Swan House is a Grade II* listed house at 17 Chelsea Embankment on the north bank of the River Thames in Chelsea, central London, England. Built in 1876 by the architect Richard Norman Shaw, architecturally it is relevant both to the Queen Anne Revival and to the Arts and Crafts movement. It was built by Shaw for the artistic patrons Wickham and Elizabeth Flower. Jones and Woodward, in their Guide to the Architecture of London, consider Swan House to be the "finest Queen Anne Revival domestic building in London."

==History==
The building is one of eighteen elegant contiguous red-brick houses built in the late 1870s, adjacent to the Chelsea Physic Garden by notable architects of the day. In 1892, the journal The British Architect hailed Swan House and its neighbours as "some of the finest specimens of modern domestic architecture in London." The building owes its name to its location on the site of what was an inn named The Swan. Creating some confusion, now it is the newer, current structure, rather than the long-destroyed inn that is frequently called the Old Swan House. The old Swan Inn is sometimes misidentified with any of several Swan inns and taverns visited by diarist and politician Samuel Pepys.

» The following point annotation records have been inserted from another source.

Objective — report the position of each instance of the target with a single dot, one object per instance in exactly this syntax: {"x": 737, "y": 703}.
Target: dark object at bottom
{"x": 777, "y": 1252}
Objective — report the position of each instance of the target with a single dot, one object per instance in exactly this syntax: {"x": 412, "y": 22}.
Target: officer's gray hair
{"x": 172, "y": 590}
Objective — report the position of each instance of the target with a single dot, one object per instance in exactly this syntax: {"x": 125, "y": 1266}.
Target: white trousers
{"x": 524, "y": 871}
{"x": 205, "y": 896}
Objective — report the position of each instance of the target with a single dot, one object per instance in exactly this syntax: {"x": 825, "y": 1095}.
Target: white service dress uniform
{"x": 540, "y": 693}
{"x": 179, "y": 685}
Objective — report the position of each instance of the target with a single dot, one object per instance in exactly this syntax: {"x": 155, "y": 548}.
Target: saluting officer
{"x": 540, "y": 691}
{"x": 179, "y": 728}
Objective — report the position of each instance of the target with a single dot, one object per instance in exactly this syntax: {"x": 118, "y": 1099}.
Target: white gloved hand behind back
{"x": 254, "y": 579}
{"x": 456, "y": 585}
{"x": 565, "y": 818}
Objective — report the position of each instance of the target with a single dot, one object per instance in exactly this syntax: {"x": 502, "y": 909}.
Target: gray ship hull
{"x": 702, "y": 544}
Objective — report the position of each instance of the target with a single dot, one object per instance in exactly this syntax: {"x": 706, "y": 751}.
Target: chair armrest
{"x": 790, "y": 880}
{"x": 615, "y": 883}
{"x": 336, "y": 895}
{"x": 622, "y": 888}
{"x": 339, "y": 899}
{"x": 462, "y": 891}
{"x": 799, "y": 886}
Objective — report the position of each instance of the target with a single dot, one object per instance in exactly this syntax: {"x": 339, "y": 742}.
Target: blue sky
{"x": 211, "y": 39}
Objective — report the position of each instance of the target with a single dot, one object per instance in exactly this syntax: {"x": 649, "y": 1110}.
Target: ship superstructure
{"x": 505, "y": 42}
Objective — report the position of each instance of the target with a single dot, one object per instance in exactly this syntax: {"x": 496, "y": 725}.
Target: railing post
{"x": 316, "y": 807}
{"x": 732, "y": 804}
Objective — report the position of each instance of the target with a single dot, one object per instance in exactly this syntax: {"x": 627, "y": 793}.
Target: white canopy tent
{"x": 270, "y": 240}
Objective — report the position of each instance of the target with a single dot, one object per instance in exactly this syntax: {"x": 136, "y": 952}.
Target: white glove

The house built in 1875–76 made a home for solicitor and art collector Wickham Flower and his artist wife Elizabeth. Norman Shaw, known for the Piccadilly Hotel in Piccadilly Circus, Cragside in Northumberland and Lowther Lodge in Kensington, now headquarters of the Royal Geographical Society, served as the architect. Shaw designed the lower part of the building in the Queen Anne Revival style popular during the Victorian era. He incorporated bay windows on the second floor and dormer windows at the top floor for an unusual look. On the third floor, Shaw alternated flat narrow windows with caged oriel windows. In 1892, The British Architect hailed Swan House and the six other homes Shaw designed in the Chelsea Embankment as "masterpieces."

Wickham Flower hired the firm of designer William Morris to decorate Swan House. Flower also bought two pieces from his good friend, American expatriate artist James Whistler—Sweet Shop – Note in Orange and Sun Cloud—to display in his home.

The four-storey building with basement and dormers was listed as a Grade II building on 24 June 1954. Beginning in 1985, Swan House was an architectural studio and office space for many years.

After undergoing a 10-year renovation, Swan House was put on sale as a private home in 2007 for £32 million. The home has a 44-by-18-foot ballroom, a cinema and a basement pool. The house was formerly the headquarters of Securicor, and in 1981 presents for the royal wedding of Charles and Diana were stored there. The 19,000-square-foot home also has a dining room seating twenty, private terraces, an elevator, and parking for five cars.